Algorithm exploitation: Humans are keen to exploit benevolent AI
Jurgis Karpus,
Adrian Krüger,
Julia Tovar Verba,
Bahador Bahrami,
Ophelia Deroy
Affiliations
Jurgis Karpus
Faculty of Philosophy, Philosophy of Science and the Study of Religion, LMU Munich, Geschwister-Scholl-Platz 1, 80539 Munich, Germany; Department of General and Educational Psychology, LMU Munich, Leopoldstraße 13, 80802 Munich, Germany
Adrian Krüger
Faculty of Philosophy, Philosophy of Science and the Study of Religion, LMU Munich, Geschwister-Scholl-Platz 1, 80539 Munich, Germany
Julia Tovar Verba
Faculty of Philosophy, Philosophy of Science and the Study of Religion, LMU Munich, Geschwister-Scholl-Platz 1, 80539 Munich, Germany
Bahador Bahrami
Centre for Adaptive Rationality, Max Planck Institute for Human Development, Lentzeallee 94, 14195 Berlin, Germany; Department of General and Educational Psychology, LMU Munich, Leopoldstraße 13, 80802 Munich, Germany; Department of Psychology, Royal Holloway, University of London, Egham TW20 0EX, UK; Munich Center for Neurosciences – Brain & Mind, Großhaderner Street 2, 82152 Munich, Germany
Ophelia Deroy
Faculty of Philosophy, Philosophy of Science and the Study of Religion, LMU Munich, Geschwister-Scholl-Platz 1, 80539 Munich, Germany; Munich Center for Neurosciences – Brain & Mind, Großhaderner Street 2, 82152 Munich, Germany; Institute of Philosophy, School of Advanced Study, University of London, Senate House, Malet Street, London WC1E 7HU, UK; Corresponding author
Summary: We cooperate with other people despite the risk of being exploited or hurt. If future artificial intelligence (AI) systems are benevolent and cooperative toward us, what will we do in return? Here we show that our cooperative dispositions are weaker when we interact with AI. In nine experiments, humans interacted with either another human or an AI agent in four classic social dilemma economic games and a newly designed game of Reciprocity that we introduce here.
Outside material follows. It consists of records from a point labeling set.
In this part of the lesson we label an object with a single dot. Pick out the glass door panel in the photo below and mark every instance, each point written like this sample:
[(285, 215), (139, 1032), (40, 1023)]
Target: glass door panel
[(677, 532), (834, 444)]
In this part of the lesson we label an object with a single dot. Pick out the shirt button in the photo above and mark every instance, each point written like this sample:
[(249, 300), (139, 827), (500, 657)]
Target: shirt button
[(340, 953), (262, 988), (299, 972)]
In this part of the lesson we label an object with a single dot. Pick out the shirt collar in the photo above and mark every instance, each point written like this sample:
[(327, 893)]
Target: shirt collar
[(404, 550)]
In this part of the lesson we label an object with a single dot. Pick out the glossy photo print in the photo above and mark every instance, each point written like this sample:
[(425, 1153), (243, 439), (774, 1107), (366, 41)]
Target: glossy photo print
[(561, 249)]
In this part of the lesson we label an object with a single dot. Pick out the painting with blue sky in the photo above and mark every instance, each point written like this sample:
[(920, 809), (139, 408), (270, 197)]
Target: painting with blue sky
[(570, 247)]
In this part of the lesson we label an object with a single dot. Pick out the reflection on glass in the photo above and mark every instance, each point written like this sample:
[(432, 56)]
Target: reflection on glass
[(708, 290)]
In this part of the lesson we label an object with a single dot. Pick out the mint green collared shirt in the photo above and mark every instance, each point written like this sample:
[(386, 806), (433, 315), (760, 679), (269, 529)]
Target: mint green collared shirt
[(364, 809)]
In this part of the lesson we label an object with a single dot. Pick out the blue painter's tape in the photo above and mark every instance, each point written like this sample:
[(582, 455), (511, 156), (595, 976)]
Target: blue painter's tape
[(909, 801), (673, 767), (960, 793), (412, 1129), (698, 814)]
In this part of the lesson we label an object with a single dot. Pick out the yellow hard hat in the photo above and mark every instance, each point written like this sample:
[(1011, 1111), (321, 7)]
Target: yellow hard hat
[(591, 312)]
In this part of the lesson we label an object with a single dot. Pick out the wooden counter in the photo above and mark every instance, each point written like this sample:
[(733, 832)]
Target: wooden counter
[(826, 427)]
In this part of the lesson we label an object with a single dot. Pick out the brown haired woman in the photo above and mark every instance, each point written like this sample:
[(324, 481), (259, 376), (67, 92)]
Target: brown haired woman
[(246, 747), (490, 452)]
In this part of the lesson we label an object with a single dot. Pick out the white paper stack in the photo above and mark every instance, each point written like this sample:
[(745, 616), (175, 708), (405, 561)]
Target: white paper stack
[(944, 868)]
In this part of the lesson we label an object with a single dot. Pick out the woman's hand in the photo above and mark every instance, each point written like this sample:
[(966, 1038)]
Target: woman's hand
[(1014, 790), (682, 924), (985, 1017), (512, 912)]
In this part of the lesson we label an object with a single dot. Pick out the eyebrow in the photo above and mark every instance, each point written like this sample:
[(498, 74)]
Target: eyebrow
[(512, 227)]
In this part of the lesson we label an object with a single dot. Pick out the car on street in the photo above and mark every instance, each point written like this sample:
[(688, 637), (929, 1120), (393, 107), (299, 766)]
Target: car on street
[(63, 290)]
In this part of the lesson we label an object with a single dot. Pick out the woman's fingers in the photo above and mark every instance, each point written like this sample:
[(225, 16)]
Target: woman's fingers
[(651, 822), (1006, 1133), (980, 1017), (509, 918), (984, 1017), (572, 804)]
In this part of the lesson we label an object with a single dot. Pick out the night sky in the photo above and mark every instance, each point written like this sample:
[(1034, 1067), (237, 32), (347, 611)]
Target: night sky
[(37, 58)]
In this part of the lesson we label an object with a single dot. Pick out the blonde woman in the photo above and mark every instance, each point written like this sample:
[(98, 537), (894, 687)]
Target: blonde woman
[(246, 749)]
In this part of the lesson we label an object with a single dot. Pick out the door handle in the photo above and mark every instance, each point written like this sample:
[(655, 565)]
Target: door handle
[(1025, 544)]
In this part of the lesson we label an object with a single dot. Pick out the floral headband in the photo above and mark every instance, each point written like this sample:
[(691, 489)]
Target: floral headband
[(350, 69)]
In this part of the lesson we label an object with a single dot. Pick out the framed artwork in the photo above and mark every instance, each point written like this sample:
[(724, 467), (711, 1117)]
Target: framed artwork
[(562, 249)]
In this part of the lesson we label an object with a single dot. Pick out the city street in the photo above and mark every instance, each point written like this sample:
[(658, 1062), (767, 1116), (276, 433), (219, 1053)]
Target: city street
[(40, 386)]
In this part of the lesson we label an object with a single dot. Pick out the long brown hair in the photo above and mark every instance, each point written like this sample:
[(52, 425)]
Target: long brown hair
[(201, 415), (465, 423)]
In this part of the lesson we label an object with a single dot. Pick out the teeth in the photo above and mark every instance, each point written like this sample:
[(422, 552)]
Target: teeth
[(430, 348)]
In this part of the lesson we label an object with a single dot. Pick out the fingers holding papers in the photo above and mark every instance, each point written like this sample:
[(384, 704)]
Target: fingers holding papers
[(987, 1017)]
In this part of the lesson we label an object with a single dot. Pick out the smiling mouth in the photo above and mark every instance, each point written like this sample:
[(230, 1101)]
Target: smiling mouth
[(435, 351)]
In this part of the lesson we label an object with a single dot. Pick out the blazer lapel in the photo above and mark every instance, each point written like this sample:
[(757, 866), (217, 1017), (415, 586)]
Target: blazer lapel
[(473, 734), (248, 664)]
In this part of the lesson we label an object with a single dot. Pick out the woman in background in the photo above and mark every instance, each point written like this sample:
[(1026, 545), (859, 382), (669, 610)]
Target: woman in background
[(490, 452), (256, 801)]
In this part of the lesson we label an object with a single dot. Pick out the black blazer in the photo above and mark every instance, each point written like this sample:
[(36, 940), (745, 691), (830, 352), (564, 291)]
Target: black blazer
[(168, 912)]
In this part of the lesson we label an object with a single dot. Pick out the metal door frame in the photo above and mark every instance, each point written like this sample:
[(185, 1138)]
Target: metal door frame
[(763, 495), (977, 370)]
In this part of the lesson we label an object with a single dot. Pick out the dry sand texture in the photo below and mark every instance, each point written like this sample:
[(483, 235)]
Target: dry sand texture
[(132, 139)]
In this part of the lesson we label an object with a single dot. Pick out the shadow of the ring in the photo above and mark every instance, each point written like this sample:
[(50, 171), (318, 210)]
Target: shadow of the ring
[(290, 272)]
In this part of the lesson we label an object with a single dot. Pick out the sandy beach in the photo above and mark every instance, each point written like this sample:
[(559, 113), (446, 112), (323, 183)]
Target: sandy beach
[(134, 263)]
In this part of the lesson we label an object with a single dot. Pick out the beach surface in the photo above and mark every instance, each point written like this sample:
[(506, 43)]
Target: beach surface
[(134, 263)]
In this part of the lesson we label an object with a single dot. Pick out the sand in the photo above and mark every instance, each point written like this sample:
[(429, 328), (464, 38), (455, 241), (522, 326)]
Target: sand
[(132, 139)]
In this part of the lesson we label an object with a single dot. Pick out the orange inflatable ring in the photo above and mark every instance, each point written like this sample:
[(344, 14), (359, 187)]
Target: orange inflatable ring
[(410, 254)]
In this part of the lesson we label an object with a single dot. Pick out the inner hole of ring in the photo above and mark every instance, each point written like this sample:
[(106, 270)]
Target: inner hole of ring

Contrary to the hypothesis that people mistrust algorithms, participants trusted their AI partners to be as cooperative as humans. However, they did not return AI's benevolence as much and exploited the AI more than humans. These findings warn that future self-driving cars or co-working robots, whose success depends on humans' returning their cooperativeness, run the risk of being exploited. This vulnerability calls not just for smarter machines but also better human-centered policies.